David Fincher's The Social Network Will Be The First Feature Film Shot And Projected In 4K?

We may receive a commission on purchases made from links.

/Film reader Jimmy W attended the RED Camera convention in Vegas this week, and got a chance to check out all the new awesome cameras they are working on. But the most interesting bit of information he learned had to do with David Fincher's upcoming adaptation of The Social Network.

While there, they screened some never before seen footage of Fincher's The Social Network and Soderberg's Knockout (which all looked spectacular).  Recently AMC, Regal and a few other theatres purchased something like 12,000 digital 4K projectors which will be in theatres this year.  After showing the footage, RED announced that The Social Network will be the first feature film to be shot in 4K resolution and PROJECTED in 4K resolution. I thought you might dig this since it's some cool tech stuff as well as film news. By the way, we saw some 4K projection there...it's pretty phenomenal.  Can't wait for the theatres to have this.

For those of you who don't know, there are basically two different types of digital projection in theaters: 2K and 4K. The numbers are in reference of the resolution. 2K's resolution is 2048×1080, while 4K is 4096×2160. So 4K is almost four times the resolution of 720p High Definition (which is 1280×720 pixels).

zz4f734812

I've been lucky enough to see 4K projection a few times, at ShoWest in Las Vegas and at LucasFilm, but the features I've seen on the equipment has always been a lower resolution source or a movie shot on film. For example, while Knowing, District 9, The Lovely Bones, and Gamer were shot in 4K on the Red One camera, they were distributed in 2K resolution. And yes, there have been many tech demos showing what 4K projection can do, but this appears to be the first time a feature will have been both shot and projected in 4K. And best yet, you might even get to see it projected in 4K at one of your local multiplexes.

Previously:

The movie stars Jesse Eisenberg, Justin Timberlake, Andrew Garfield and Joe Mazzello. Columbia Pictures has given the film a rumored $47 million budget. Based on Ben Mezrich's book The Accidental Billionaires: The Founding of Facebook, a Tale of Sex, Money, Genius and Betrayal, The Social Network tells the story of Eduardo Saverin and Mark Zuckerberg, the founders of Facebook. The screenplay was written by Aaron Sorkin, and the 162-page first draft has been described as "Unpredictable, Funny, Touching and Sad."

The Accidental Billionaires

Here is the official description from the 272 page book :

Eduardo Saverin and Mark Zuckerberg were Harvard undergraduates and best friends–outsiders at a school filled with polished prep-school grads and long-time legacies. They shared both academic brilliance in math and a geeky awkwardness with women. Eduardo figured their ticket to social acceptance–and sexual success–was getting invited to join one of the university's Final Clubs, a constellation of elite societies that had groomed generations of the most powerful men in the world and ranked on top of the inflexible hierarchy at Harvard.

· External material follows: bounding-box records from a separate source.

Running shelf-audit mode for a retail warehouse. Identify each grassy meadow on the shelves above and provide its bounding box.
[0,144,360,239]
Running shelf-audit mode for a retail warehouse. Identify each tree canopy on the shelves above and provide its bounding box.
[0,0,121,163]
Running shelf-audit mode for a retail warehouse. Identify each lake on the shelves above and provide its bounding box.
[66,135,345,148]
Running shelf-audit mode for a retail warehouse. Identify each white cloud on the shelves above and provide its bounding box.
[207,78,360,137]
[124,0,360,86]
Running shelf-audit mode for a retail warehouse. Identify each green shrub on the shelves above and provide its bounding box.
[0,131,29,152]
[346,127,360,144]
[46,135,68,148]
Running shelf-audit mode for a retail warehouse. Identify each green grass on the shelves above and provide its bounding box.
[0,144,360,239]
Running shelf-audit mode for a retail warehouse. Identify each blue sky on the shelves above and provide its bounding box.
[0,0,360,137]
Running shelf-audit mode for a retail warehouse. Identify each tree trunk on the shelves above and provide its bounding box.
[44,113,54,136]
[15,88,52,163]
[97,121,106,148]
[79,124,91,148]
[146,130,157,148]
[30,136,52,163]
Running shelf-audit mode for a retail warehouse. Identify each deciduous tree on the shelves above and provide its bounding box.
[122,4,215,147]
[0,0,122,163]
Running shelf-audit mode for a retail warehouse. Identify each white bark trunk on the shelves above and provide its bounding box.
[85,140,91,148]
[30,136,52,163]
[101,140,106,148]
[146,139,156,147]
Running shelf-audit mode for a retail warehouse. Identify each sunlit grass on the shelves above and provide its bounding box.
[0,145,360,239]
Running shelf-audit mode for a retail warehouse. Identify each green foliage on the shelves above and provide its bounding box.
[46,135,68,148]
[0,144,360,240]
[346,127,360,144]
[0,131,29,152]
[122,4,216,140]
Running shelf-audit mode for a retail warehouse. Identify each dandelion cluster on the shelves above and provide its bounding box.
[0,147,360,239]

Mark, with less of an interest in what the campus alpha males thought of him, happened to be a computer genius of the first order. Which he used to find a more direct route to social stardom: one lonely night, Mark hacked into the university's computer system, creating a ratable database of all the female students on campus–and subsequently crashing the university's servers and nearly getting himself kicked out of school. In that moment, in his Harvard dorm room, the framework for Facebook was born.

What followed–a real-life adventure filled with slick venture capitalists, stunning women, and six-foot-five-inch identical-twin Olympic rowers–makes for one of the most entertaining and compelling books of the year. Before long, Eduardo's and Mark's different ideas about Facebook created in their relationship faint cracks, which soon spiraled into out-and-out warfare. The collegiate exuberance that marked their collaboration fell prey to the adult world of lawyers and money. The great irony is that while Facebook succeeded by bringing people together, its very success tore two best friends apart. The Accidental Billionaires is a compulsively readable story of innocence lost–and of the unusual creation of a company that has revolutionized the way hundreds of millions of people relate to one another.

The book is available on Amazon for $16.50 ($25 cover price). The Social Network will hit theaters on October 1st 2010.